If you mean by "prevent" that it will likely detect corruption by decay of bits, yes, that will work. It will however not help to fix that corruption: the hashes only provide error detection, not correction.

This is generally what is meant by "integrity": The possibility to detect unauthorized/unintended manipulation of data, not the possibility to prevent or correct it.

You would generally still want a RAID1 together with backups (possibly implemented with ZFS snapshots or similar, I am not familiar with the ZFS semantics on RAID1 + snapshots), for several reasons:

  • if a disk fails fatally, you either need a RAID1 (or a recent backup) to restore your data; no error correction can correct for a whole disk failing, unless it has a full copy of the data (RAID1). For a short downtime, you essentially must have RAID1.

  • if you accidentally delete parts or whole of the repository, you need a backup (RAID1 doesn’t protect you since it immediately reflects the change to all devices)
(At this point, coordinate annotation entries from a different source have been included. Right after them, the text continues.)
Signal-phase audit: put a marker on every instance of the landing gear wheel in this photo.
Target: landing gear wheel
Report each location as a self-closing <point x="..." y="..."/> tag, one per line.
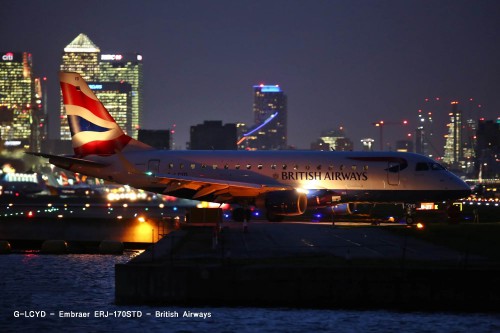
<point x="409" y="212"/>
<point x="240" y="214"/>
<point x="274" y="218"/>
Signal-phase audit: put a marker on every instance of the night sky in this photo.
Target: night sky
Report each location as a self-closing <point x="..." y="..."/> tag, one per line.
<point x="341" y="63"/>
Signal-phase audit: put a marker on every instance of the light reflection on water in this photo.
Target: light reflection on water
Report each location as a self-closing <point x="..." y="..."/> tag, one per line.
<point x="85" y="283"/>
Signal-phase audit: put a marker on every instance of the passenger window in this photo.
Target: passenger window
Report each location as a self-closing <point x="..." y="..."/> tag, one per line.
<point x="422" y="166"/>
<point x="436" y="166"/>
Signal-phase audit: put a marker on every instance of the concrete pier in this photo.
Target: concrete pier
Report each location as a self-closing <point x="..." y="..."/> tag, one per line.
<point x="306" y="265"/>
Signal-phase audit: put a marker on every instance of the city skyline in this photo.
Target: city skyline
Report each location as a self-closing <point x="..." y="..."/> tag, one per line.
<point x="341" y="63"/>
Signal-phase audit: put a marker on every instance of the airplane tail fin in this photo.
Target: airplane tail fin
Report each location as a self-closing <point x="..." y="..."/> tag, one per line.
<point x="93" y="129"/>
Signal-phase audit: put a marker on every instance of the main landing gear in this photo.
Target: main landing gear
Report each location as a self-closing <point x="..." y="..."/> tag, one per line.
<point x="410" y="213"/>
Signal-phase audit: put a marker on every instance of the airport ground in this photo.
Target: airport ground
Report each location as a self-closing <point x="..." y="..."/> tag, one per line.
<point x="345" y="262"/>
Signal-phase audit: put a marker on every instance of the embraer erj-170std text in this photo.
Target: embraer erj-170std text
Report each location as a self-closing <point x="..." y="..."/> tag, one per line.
<point x="283" y="183"/>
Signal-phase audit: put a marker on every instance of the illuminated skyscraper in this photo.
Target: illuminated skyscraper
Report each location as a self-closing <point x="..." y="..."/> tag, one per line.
<point x="453" y="147"/>
<point x="213" y="135"/>
<point x="22" y="118"/>
<point x="424" y="135"/>
<point x="126" y="68"/>
<point x="270" y="118"/>
<point x="84" y="57"/>
<point x="81" y="56"/>
<point x="117" y="98"/>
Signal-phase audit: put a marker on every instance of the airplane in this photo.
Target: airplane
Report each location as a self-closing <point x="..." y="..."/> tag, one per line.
<point x="282" y="183"/>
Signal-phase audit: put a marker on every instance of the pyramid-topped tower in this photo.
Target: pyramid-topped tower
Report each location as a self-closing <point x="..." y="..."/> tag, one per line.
<point x="82" y="43"/>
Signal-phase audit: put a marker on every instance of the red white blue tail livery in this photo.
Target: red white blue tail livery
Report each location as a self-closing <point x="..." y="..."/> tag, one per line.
<point x="283" y="183"/>
<point x="93" y="130"/>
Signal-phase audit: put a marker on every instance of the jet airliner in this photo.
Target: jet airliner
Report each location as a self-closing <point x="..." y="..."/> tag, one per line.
<point x="283" y="183"/>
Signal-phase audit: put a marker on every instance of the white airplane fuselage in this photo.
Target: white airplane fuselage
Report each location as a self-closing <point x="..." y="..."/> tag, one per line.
<point x="347" y="176"/>
<point x="284" y="183"/>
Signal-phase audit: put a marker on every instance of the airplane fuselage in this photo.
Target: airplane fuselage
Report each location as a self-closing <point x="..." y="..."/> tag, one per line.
<point x="348" y="176"/>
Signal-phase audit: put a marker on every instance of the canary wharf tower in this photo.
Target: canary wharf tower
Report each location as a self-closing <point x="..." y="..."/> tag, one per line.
<point x="81" y="56"/>
<point x="270" y="115"/>
<point x="120" y="72"/>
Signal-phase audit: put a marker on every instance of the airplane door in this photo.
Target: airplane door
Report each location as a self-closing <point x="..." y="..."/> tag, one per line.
<point x="393" y="173"/>
<point x="154" y="166"/>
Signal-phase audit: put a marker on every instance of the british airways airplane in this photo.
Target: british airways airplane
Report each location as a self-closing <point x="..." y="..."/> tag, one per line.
<point x="283" y="183"/>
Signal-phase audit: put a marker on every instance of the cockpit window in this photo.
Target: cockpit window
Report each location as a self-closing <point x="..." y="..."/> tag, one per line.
<point x="421" y="166"/>
<point x="436" y="166"/>
<point x="425" y="166"/>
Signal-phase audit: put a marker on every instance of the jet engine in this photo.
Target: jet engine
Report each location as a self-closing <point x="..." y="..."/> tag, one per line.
<point x="283" y="203"/>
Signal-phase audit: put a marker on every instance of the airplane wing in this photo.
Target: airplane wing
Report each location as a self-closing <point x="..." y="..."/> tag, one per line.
<point x="222" y="190"/>
<point x="66" y="161"/>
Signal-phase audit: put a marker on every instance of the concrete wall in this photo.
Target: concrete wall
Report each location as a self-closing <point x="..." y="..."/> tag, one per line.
<point x="82" y="229"/>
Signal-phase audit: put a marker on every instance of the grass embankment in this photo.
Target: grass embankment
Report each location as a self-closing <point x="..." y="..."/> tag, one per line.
<point x="471" y="238"/>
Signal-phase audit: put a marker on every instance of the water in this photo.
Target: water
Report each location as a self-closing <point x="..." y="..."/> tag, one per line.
<point x="45" y="285"/>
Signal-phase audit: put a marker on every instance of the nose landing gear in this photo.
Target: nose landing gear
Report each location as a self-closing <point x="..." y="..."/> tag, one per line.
<point x="410" y="213"/>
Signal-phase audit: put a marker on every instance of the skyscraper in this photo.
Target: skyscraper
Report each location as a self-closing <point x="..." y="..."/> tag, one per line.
<point x="453" y="153"/>
<point x="22" y="117"/>
<point x="126" y="67"/>
<point x="270" y="118"/>
<point x="212" y="135"/>
<point x="84" y="57"/>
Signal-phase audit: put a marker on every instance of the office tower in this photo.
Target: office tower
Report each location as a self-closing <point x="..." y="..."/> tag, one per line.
<point x="22" y="117"/>
<point x="117" y="98"/>
<point x="337" y="140"/>
<point x="81" y="56"/>
<point x="212" y="135"/>
<point x="126" y="67"/>
<point x="367" y="144"/>
<point x="424" y="135"/>
<point x="404" y="146"/>
<point x="84" y="57"/>
<point x="453" y="153"/>
<point x="488" y="149"/>
<point x="270" y="118"/>
<point x="159" y="139"/>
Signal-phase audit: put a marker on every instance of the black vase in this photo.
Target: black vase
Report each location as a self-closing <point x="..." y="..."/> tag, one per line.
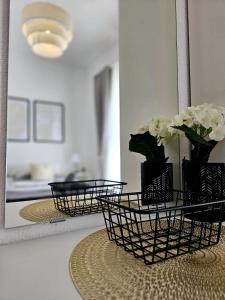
<point x="155" y="177"/>
<point x="206" y="183"/>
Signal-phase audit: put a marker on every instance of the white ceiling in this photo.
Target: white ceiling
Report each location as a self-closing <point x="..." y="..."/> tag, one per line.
<point x="95" y="28"/>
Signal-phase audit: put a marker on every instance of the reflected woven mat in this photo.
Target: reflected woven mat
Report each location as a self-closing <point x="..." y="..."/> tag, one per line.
<point x="100" y="270"/>
<point x="42" y="211"/>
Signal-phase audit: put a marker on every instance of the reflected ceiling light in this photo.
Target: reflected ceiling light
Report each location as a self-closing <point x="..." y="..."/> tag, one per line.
<point x="47" y="28"/>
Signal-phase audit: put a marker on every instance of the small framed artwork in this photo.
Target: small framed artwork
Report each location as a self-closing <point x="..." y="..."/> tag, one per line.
<point x="18" y="119"/>
<point x="49" y="122"/>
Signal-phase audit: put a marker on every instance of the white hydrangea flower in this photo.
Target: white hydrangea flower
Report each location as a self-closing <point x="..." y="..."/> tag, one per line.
<point x="206" y="119"/>
<point x="142" y="129"/>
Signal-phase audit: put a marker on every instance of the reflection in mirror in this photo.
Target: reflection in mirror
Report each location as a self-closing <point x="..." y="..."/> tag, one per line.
<point x="63" y="102"/>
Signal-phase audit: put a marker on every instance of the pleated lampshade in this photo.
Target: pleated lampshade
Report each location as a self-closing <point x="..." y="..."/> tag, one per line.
<point x="47" y="28"/>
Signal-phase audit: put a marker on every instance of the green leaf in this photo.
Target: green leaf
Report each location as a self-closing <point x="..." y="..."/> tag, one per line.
<point x="146" y="144"/>
<point x="193" y="136"/>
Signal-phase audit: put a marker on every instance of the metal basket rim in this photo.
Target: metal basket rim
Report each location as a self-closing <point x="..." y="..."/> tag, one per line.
<point x="104" y="198"/>
<point x="113" y="183"/>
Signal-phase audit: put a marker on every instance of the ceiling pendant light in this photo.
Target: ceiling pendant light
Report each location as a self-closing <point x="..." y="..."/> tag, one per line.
<point x="47" y="28"/>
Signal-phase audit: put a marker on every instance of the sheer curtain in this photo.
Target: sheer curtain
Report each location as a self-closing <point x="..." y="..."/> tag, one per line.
<point x="107" y="119"/>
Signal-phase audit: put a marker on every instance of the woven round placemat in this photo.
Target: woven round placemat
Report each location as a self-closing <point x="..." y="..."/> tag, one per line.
<point x="100" y="270"/>
<point x="42" y="211"/>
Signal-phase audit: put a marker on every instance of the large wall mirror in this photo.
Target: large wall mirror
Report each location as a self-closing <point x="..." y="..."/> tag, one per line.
<point x="62" y="67"/>
<point x="73" y="123"/>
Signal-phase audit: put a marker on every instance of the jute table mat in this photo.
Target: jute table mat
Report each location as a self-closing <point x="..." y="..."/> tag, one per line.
<point x="100" y="270"/>
<point x="42" y="211"/>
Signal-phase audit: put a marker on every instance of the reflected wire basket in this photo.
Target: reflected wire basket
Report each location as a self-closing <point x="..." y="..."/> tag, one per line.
<point x="79" y="197"/>
<point x="164" y="229"/>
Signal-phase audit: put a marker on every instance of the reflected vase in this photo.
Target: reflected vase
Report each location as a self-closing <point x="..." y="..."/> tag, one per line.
<point x="206" y="183"/>
<point x="155" y="176"/>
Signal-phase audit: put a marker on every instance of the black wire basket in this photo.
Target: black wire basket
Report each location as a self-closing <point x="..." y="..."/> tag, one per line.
<point x="79" y="197"/>
<point x="162" y="230"/>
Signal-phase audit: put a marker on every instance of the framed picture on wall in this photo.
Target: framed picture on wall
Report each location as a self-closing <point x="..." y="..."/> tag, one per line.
<point x="18" y="119"/>
<point x="49" y="122"/>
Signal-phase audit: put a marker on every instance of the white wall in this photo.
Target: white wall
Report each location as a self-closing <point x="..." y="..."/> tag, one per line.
<point x="29" y="232"/>
<point x="108" y="58"/>
<point x="148" y="74"/>
<point x="207" y="48"/>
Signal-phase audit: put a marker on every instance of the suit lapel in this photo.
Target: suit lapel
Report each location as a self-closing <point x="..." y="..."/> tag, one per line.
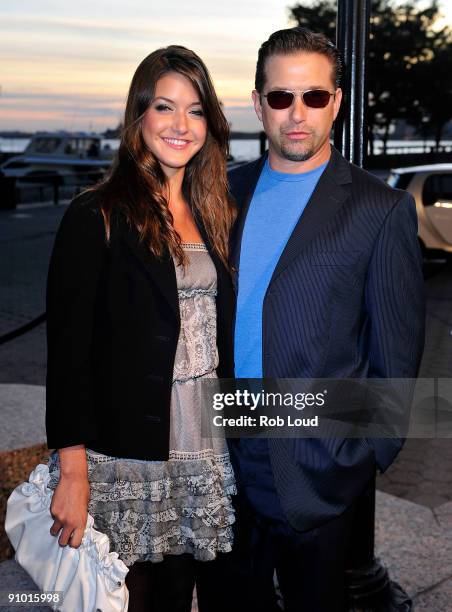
<point x="327" y="198"/>
<point x="162" y="271"/>
<point x="243" y="194"/>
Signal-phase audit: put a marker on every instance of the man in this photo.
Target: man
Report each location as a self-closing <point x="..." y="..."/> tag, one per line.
<point x="329" y="285"/>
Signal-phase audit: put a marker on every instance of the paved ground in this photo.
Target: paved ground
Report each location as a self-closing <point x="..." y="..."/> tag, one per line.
<point x="414" y="511"/>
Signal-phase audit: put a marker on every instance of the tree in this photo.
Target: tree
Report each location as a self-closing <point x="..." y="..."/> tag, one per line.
<point x="406" y="54"/>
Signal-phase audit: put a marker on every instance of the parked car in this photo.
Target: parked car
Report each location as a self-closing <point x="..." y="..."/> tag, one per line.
<point x="431" y="186"/>
<point x="69" y="155"/>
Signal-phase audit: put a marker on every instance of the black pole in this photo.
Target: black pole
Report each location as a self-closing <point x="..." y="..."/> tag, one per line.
<point x="353" y="22"/>
<point x="369" y="587"/>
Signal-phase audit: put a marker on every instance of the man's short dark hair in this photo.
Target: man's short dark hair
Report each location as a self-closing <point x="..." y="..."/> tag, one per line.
<point x="294" y="40"/>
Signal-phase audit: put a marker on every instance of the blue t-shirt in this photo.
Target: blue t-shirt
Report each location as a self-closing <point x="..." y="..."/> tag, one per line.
<point x="278" y="202"/>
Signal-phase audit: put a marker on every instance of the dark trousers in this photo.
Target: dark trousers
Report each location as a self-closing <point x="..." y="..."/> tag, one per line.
<point x="168" y="586"/>
<point x="310" y="566"/>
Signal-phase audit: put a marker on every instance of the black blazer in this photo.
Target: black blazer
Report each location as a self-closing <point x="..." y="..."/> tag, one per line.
<point x="346" y="300"/>
<point x="112" y="329"/>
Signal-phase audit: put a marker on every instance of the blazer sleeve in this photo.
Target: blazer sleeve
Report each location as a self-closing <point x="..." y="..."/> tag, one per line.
<point x="395" y="302"/>
<point x="75" y="267"/>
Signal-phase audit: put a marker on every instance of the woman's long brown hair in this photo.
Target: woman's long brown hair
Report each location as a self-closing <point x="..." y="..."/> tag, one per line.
<point x="136" y="186"/>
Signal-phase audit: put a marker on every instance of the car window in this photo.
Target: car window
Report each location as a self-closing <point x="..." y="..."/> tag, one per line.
<point x="437" y="187"/>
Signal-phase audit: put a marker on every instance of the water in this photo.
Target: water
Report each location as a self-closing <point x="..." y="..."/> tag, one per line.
<point x="244" y="150"/>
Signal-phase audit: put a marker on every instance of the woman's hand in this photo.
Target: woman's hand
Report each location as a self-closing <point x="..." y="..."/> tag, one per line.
<point x="69" y="506"/>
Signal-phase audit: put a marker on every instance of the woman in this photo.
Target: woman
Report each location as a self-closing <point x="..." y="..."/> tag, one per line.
<point x="140" y="306"/>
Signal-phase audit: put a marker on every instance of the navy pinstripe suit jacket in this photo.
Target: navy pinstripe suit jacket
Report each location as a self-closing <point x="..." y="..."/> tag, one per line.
<point x="346" y="300"/>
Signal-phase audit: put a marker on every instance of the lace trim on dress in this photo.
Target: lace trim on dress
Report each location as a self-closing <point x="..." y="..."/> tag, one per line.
<point x="194" y="246"/>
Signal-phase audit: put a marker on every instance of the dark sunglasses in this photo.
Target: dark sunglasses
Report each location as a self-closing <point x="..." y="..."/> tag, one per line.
<point x="314" y="98"/>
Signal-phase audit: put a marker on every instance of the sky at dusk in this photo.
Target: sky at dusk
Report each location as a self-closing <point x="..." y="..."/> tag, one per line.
<point x="68" y="65"/>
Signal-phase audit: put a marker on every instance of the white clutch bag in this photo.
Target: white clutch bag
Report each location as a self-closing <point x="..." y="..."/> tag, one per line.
<point x="91" y="577"/>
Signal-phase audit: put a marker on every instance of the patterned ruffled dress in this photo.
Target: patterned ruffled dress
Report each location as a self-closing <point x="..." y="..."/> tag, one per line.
<point x="152" y="508"/>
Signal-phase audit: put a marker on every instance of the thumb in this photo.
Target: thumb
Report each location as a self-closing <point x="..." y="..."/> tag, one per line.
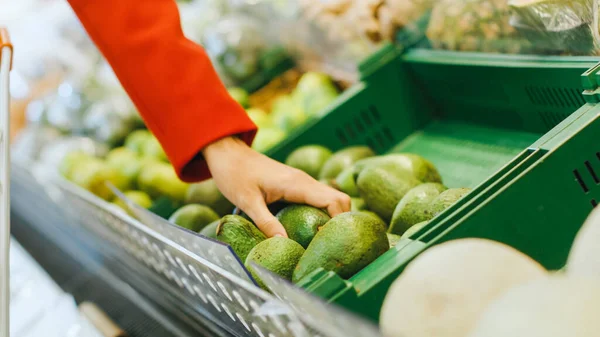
<point x="264" y="220"/>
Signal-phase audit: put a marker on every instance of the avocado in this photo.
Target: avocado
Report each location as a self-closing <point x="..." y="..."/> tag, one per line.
<point x="447" y="199"/>
<point x="309" y="158"/>
<point x="240" y="234"/>
<point x="274" y="208"/>
<point x="93" y="174"/>
<point x="153" y="149"/>
<point x="302" y="222"/>
<point x="260" y="118"/>
<point x="267" y="138"/>
<point x="345" y="245"/>
<point x="137" y="140"/>
<point x="418" y="166"/>
<point x="393" y="239"/>
<point x="140" y="198"/>
<point x="344" y="159"/>
<point x="159" y="179"/>
<point x="314" y="92"/>
<point x="194" y="217"/>
<point x="415" y="207"/>
<point x="382" y="188"/>
<point x="278" y="255"/>
<point x="127" y="162"/>
<point x="210" y="231"/>
<point x="70" y="160"/>
<point x="373" y="214"/>
<point x="346" y="182"/>
<point x="414" y="229"/>
<point x="358" y="205"/>
<point x="207" y="193"/>
<point x="239" y="95"/>
<point x="289" y="119"/>
<point x="329" y="182"/>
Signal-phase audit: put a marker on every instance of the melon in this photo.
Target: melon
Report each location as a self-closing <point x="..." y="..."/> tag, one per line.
<point x="444" y="290"/>
<point x="584" y="258"/>
<point x="557" y="306"/>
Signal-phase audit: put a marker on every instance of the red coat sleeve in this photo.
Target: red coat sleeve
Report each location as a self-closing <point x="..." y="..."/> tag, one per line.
<point x="169" y="78"/>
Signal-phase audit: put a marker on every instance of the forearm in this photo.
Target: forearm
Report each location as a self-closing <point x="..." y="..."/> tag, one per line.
<point x="169" y="78"/>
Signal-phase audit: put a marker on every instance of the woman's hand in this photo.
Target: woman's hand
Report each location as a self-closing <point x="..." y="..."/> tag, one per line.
<point x="251" y="181"/>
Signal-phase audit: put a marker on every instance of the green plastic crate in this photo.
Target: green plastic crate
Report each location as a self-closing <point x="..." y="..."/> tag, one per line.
<point x="517" y="129"/>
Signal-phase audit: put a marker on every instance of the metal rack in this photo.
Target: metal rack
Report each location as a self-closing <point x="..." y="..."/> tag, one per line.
<point x="5" y="65"/>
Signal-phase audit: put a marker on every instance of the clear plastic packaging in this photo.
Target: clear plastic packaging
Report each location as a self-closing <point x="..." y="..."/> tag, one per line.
<point x="334" y="36"/>
<point x="557" y="26"/>
<point x="474" y="25"/>
<point x="238" y="46"/>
Block-level RAID1 (e.g. via LVM or similar) with only two disks in itself will not protect you against silent decay of data though: the RAID controller cannot know which of the two disks holds the correct data. You need additional information for that, like a checksum over files. This is where the ZSF and btrfs checksums come in: they can be used (which is not to say that they are used in these cases, I don’t know how ZFS or btrfs handle things there) to distinguish which of the two disks holds the correct data.